Berlin. Arbeitgeber kritisieren teurer werdende Sozialkassen. Union und SPD sind sich allerdings noch uneins über die Höhe der Belastungen.

Die Arbeitgeber lehnen die von Gesundheitsminister Jens Spahn (CDU) angekündigte Beitragserhöhung in der Pflegeversicherung ab und üben scharfe Kritik an der großen Koalition. Auch der Deutsche Gewerkschaftsbund (DGB) betrachtet eine solche Beitragserhöhung skeptisch. Spahn verteidigte seine Pläne am Freitag bei der Haushaltsdebatte im Bundestag.

„Die Beitragssätze können nicht immer weiter steigen“, sagte der Hauptgeschäftsführer der Bundesvereinigung der Deutschen Arbeitgeberverbände (BDA), Steffen Kampeter, dieser Redaktion. Statt neuer Leistungsausweitungen sei ein Konzept für eine langfristige Finanzierbarkeit der Pflegeversicherung nötig, forderte Kampeter.

Auch die Pflegeversicherung müsse ihren Beitrag leisten, dass das im Koalitionsvertrag vereinbarte Ziel, die Sozialabgaben auf maximal 40 Prozent der Löhne und Gehälter zu begrenzen, eingehalten werden könne.
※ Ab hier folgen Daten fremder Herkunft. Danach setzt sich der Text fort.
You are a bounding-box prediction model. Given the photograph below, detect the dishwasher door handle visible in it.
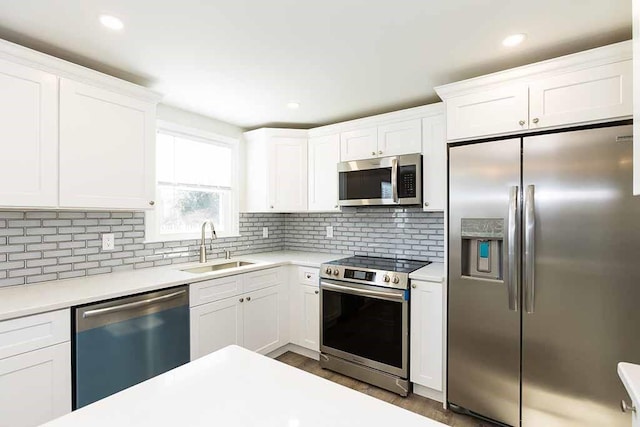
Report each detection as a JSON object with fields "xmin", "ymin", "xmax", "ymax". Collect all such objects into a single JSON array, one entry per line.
[{"xmin": 82, "ymin": 290, "xmax": 187, "ymax": 319}]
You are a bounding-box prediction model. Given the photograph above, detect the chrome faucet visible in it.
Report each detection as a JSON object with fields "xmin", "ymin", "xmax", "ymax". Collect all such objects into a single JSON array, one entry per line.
[{"xmin": 199, "ymin": 221, "xmax": 217, "ymax": 263}]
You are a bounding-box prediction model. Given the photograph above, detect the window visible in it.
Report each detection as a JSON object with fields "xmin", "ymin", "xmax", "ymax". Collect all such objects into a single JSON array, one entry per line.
[{"xmin": 146, "ymin": 123, "xmax": 239, "ymax": 241}]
Auch Gewerkschaften sind unzufrieden

Vor dem Hintergrund der ebenfalls geplanten paritätischen Finanzierung der gesetzlichen Krankenkassen übten die Arbeitgeber ganz grundsätzliche Kritik an der großen Koalition. Nach noch nicht einmal 100 Tagen Amtszeit der neuen Bundesregierung „haben wir die 100-prozentige Gewissheit, dass die deutsche Wirtschaft für diese große Koalition einen richtig hohen Preis zahlen dürfte“, kritisierte Kampeter.

In der Arbeitslosenversicherung werde es weniger Entlastung als möglich geben, in der Krankenversicherung eine einseitige Belastung für die Arbeitgeber. Wenn nun auch die Pflegebeiträge stiegen, „müssen alle Alarmglocken laut schrillen“, so Kampeter.

Auch die Gewerkschaften sind unzufrieden mit den drohenden zusätzlichen Belastungen der Arbeitnehmer. „Bevor jetzt Beiträge angehoben werden, sollte als Erstes eine Kostenschätzung sämtlicher Vorhaben in der Pflege inklusive Pflegepersonal auf den Tisch“, verlangte DGB-Vorstandsmitglied Annelie Buntenbach.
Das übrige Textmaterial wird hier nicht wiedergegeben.